Soon it was up to Vladimir to support the family, his three remaining siblings. While mother and Anna washed clothing for others, Vladimir sought whatever work he could. The last years of the 19th Century were brutal, especially in Detroit. A general depression left the country foundering, but not nearly as much as the northern city. Nearly 46% of the population was unemployed. His family hungry, Vladimir took to what he could: robbery.

The Russian formed a gang, encouraged “contributions” from various sources, and the family survived. He was busted by the police on more than one occasion, only convicted once, on a minor charge. All was well. Soon, his gang formed loose attachments with others, starting larger businesses. By 1900, Ulyanov was the Detroit boss, his holdings including gambling dens, illegal saloons, brothels and opium warrens distribution. Still, Chicago, with its larger population, was the prize. Eliminating King Mike…well, that threw things up in the air. Leaving his brother Dmitri in charge of Detroit, Vladimir spent the past year consolidating his hold on Chicago. Unlike Detroit, he would never be able to dominate. However, killing the previous King was enough to ensure no one messed with his businesses in the Slavic neighborhoods. After a few token battles, most accepted the new way of things and the Irish gangsters returned to settling old scores with one another and jockeying for position among themselves.

Vladimir, satisfied that his lieutenants could manage for a while, returned to his mother in Detroit where gunfights did not regularly occur in the streets. The Turk would not allow it. As he rode through the streets in his handsome cab, he noted more than a few of those odd horse-less carriages. Evidently, they were the thing of the future. Already, there were half a dozen shops producing them in Detroit. He supposed he better get one soon enough, if only for appearance’s sake. One must keep up with the times.

As he passed through the various neighborhoods of Detroit, he noted Hamtramck, the German area, had grown again, as had Corktown. The city was divided largely into four sections: Hamtramck, Corktown, Little Odessa and the “American” neighborhoods. Little Odessa was dominated by the various Slavic nationalities, mainly refugees from Russia. Ruthenes, Russians, Belarusians, Jews that for some reason didn’t go to Aramea-Palestina, Latvians, Lithuanians, Poles, Estonians…they all congregated in Detroit. Unlike the German and English immigrants to America, the Slavs tended to congregate in cities, like the Irish. However, here the Irish were not demographically dominant. The ferocity and savagery of the Slavic gangs were notorious.

The Germans, Irish and Americans all knew their place.

The Turk had come home.

1903

London

Joseph Chamberlain, Prime Minister of the United Kingdom, glared at his Foreign Secretary. “How the hell do we not know who the hell the Germans want in charge?

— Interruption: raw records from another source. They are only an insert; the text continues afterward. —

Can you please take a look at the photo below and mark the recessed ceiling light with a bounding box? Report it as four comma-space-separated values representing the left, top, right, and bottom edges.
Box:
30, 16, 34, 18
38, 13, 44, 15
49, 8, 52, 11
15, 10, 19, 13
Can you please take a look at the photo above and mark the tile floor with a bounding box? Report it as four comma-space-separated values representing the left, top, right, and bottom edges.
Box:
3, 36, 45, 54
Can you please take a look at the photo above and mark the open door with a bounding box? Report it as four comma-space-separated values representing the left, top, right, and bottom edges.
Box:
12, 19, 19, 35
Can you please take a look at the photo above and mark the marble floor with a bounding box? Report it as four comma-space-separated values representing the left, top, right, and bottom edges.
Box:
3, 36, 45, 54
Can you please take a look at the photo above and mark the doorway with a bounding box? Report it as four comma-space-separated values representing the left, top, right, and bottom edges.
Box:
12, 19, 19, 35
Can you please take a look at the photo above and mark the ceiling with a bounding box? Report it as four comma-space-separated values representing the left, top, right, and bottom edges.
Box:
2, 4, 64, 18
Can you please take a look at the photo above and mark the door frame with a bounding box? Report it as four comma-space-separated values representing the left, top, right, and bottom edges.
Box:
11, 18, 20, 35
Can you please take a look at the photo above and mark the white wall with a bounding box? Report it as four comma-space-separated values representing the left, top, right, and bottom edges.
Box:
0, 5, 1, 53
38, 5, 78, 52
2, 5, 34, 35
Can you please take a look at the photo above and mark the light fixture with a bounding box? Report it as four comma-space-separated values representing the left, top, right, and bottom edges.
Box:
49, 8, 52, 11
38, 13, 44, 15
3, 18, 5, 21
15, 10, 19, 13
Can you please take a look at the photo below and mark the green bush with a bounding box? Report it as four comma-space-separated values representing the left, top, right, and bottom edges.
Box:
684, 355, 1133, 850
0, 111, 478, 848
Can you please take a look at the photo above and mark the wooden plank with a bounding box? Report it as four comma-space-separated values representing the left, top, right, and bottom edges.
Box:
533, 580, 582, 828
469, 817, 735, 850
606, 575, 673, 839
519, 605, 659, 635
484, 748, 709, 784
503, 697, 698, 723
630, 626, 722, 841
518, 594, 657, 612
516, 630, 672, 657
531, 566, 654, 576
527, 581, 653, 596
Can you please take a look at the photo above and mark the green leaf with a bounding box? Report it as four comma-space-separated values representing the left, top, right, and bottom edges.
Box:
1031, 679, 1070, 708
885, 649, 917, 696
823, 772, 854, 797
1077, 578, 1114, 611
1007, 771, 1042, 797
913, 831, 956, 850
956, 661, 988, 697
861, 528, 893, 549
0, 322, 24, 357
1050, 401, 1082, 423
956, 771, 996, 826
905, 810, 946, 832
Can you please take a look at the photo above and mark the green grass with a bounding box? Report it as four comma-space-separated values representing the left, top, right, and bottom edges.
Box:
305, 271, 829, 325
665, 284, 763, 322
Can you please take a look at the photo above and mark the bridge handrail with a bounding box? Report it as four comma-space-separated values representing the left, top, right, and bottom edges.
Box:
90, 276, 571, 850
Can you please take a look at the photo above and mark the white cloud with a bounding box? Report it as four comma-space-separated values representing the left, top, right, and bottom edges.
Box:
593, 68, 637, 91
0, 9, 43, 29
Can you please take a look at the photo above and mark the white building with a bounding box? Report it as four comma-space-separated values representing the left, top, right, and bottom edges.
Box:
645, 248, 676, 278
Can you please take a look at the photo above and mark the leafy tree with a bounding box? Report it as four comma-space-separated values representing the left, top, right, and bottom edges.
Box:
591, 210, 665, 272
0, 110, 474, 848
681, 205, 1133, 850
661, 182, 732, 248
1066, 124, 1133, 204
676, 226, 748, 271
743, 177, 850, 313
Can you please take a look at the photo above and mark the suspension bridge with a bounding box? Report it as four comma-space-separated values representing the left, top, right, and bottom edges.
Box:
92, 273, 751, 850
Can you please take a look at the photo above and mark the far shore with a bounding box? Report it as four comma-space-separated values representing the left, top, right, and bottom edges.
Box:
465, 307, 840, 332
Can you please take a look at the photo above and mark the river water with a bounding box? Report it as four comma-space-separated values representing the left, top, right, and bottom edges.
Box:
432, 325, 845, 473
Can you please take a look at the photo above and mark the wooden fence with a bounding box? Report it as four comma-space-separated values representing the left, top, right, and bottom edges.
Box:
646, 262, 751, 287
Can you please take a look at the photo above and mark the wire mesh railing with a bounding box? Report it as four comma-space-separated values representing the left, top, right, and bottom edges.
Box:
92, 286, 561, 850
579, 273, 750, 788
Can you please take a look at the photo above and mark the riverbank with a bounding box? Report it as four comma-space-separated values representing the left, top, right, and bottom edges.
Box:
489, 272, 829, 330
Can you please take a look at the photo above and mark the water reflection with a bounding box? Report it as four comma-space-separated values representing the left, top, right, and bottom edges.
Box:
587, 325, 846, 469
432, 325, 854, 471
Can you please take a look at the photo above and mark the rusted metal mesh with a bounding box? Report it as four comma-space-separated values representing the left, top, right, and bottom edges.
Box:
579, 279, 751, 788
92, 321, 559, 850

It is the Emperor or the King of Prussia?

Unintimidated, the Foreign Secretary shrugged, “Both. Neither. Who can say? The King has been spouting Pan-Germanic unity for years, only recently has Rudolf II begun doing the same thing. His Brother-in-Law, the French Emperor, is reportedly quite peeved with the situation.”

“I can’t imagine why.”

The Prime Minister sighed. He’d hoped to find some sort of alternative to resigning the Détente Cordiale. Despite the fact that Britain had benefited from the French pseudo-alliance for years, the nation still abhorred the idea of a French alliance, or really anything to do with the nation that nearly destroyed the British Empire in 1860. However, as a politician, Chamberlain had to concede that the alliance had benefits. Without French antipathy, indeed often with French cooperation, the declining British Empire stabilized. An insurrection in Malaya was put down, unrest in Tamil Nadu (the former Madras Presidency) was allowed to be placated without the tradition French interference in British colonial affairs, the Cape Colony recovered from the Boer War and the two nations, with shocking ease, jointly controlled the Egyptian state.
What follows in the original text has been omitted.